By providing sane defaults as a function (not a
package-level var), you avoid mutation bugs and make it
clear what "normal" looks like. Users only specify
deviations.
**Example:**
```go
func DefaultOptions() *Options {
return &Options{
WALSegmentSize: wlog.DefaultSegmentSize,
RetentionDuration: int64(15*24*time.Hour / ...),
MinBlockDuration: DefaultBlockDuration,
MaxBlockDuration: DefaultBlockDuration,
SamplesPerChunk: DefaultSamplesPerChunk,
// ... 20 more fields with sane defaults
}
}
// Usage:
opts := tsdb.DefaultOptions()
opts.RetentionDuration = 30 * 24 * time.Hour
db, err := tsdb.Open(dir, nil, nil, opts, nil)
```
**When to use:** Config structs with many fields where most
users want defaults. Especially when zero-value semantics
would be confusing (e.g., 0 retention = infinite? or off?).
**When NOT to use:** Small configs (3-4 fields) where
struct literal with zero-means-default is clear enough.
---
## Pattern: Scrape Loop with Aligned Timestamps
**Source:** `scrape/scrape.go`
**Category:** concurrency
**What:** Periodic scrape loops that align timestamps to
intervals with a small tolerance, enabling better storage
compression downstream.
**Why:** Time-series databases compress better when
timestamps are regular. A 2ms tolerance on alignment
means scraped data aligns to the expected grid while
accommodating real-world jitter.
**Example:**
```go
var ScrapeTimestampTolerance = 2 * time.Millisecond
var AlignScrapeTimestamps = true
// In scrape loop: if scrape finishes within tolerance
// of expected timestamp, snap to the grid
```
**When to use:** Any periodic data collection where
downstream storage benefits from timestamp regularity.

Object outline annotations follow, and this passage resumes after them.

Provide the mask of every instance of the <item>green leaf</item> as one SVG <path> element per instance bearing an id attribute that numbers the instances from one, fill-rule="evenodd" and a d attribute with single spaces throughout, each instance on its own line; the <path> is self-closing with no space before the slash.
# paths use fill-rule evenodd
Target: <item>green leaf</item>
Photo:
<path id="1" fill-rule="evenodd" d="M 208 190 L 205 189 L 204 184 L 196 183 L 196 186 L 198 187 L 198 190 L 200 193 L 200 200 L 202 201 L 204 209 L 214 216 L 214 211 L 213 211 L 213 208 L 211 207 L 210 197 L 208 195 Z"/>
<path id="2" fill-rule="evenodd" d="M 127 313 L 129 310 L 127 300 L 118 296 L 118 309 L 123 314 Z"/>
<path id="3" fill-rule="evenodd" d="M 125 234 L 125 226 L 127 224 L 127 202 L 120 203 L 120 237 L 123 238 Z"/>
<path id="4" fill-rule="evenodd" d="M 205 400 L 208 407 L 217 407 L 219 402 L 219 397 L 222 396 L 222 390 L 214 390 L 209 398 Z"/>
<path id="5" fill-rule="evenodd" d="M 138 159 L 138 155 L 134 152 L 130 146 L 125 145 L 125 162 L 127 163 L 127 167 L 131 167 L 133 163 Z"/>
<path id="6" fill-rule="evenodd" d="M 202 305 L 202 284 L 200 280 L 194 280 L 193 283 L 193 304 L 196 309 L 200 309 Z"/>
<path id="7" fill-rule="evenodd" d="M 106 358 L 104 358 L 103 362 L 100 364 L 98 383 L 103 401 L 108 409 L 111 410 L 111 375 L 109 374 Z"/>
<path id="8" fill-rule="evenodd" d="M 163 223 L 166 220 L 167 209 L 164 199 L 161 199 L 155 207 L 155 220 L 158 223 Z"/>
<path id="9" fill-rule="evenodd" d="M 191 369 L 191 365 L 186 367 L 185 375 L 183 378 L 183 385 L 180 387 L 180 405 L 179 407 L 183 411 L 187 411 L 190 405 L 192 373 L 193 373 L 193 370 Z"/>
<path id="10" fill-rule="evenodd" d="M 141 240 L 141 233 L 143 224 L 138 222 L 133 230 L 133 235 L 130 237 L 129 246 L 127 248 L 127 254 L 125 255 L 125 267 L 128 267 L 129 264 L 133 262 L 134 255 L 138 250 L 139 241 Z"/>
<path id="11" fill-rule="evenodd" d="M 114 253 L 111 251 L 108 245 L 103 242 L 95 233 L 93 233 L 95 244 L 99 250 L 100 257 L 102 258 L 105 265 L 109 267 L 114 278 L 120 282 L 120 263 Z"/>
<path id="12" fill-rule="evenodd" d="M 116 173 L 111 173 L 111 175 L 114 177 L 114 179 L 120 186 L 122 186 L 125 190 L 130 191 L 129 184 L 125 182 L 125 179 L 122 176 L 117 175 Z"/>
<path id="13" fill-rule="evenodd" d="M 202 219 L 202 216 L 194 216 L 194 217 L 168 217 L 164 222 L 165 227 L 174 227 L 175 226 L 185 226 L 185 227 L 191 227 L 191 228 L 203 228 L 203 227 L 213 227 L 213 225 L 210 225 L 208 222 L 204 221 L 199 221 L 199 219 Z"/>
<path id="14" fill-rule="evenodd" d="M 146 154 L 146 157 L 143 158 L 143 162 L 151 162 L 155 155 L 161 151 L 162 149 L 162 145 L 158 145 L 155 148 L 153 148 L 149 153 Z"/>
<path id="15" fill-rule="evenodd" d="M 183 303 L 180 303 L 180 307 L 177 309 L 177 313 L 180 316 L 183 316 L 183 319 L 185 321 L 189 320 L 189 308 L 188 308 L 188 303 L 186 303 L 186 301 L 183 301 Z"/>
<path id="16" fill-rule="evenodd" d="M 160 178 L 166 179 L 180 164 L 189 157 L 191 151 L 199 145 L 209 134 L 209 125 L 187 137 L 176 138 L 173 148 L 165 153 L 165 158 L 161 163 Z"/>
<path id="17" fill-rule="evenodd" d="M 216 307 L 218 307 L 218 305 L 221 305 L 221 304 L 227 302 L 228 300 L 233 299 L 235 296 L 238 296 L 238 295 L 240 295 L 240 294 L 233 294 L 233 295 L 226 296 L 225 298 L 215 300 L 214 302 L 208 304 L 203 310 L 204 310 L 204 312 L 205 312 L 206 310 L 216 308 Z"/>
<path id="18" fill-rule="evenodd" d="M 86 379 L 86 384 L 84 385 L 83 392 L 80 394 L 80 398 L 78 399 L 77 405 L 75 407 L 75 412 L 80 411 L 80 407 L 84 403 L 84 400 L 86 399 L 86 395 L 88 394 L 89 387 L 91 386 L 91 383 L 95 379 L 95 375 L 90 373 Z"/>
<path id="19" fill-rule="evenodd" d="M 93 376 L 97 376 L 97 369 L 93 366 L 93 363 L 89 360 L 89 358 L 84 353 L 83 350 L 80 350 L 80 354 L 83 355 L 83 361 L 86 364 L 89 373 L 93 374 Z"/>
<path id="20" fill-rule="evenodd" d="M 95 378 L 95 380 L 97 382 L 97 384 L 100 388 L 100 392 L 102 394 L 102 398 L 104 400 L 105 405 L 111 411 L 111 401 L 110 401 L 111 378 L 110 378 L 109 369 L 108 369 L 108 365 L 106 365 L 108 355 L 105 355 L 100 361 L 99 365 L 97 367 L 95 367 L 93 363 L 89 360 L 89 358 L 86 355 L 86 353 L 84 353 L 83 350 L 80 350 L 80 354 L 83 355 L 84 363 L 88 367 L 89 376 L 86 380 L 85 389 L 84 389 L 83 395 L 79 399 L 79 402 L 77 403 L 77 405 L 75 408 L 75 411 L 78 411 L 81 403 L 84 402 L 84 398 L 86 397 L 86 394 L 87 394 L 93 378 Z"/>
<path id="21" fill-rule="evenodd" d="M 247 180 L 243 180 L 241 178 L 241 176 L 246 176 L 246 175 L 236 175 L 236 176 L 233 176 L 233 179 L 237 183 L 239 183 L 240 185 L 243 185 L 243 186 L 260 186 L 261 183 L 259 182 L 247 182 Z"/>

Metrics, heartbeats, polling loops.
**When NOT to use:** Event-driven data where timestamps
must reflect actual occurrence time. Audit logs, user
actions, financial transactions.
---
## Pattern: Sentinel Errors with Interface Check
**Source:** `tsdb/db.go`
**Category:** error-handling
**What:** Define package-level sentinel errors with
`errors.New()` and use compile-time interface assertions
to verify implementations satisfy storage interfaces.
**Why:** `ErrNotReady` as a sentinel lets callers use
`errors.Is` for retry logic. The pattern ensures error
identity is stable across versions (not string-matched).
**Example:**
```go
var ErrNotReady = errors.New("TSDB not ready")
// Callers can reliably detect this:
if errors.Is(err, tsdb.ErrNotReady) {
// Retry later — DB is still initializing
}
```
**When to use:** Any error that callers need to handle
programmatically (retry, fallback, special UI). Make it a
named sentinel, not a string comparison.
**When NOT to use:** Errors that are always terminal or
always logged-and-discarded. Not every error needs a name.
---
## Pattern: Compile-Time Interface Satisfaction
**Source:** `scrape/scrape.go`
**Category:** organization
**What:** Use `var _ Interface = (*Type)(nil)` to verify at
compile time that a type satisfies an interface, even if
the type is only used dynamically.
**Why:** Without this, you discover missing methods only
when the type is actually used — which might be in a
rarely-exercised code path or only in production. The
compile-time check catches it immediately.
**Example:**
```go
var _ FailureLogger = (*logging.JSONFileLogger)(nil)
// Fails at compile time if JSONFileLogger doesn't
// implement FailureLogger
```
**When to use:** Any type that implements an interface
consumed dynamically (registered in a map, stored as
interface value, passed to framework code).
**When NOT to use:** Types whose interface satisfaction is
already enforced by direct usage in the same package.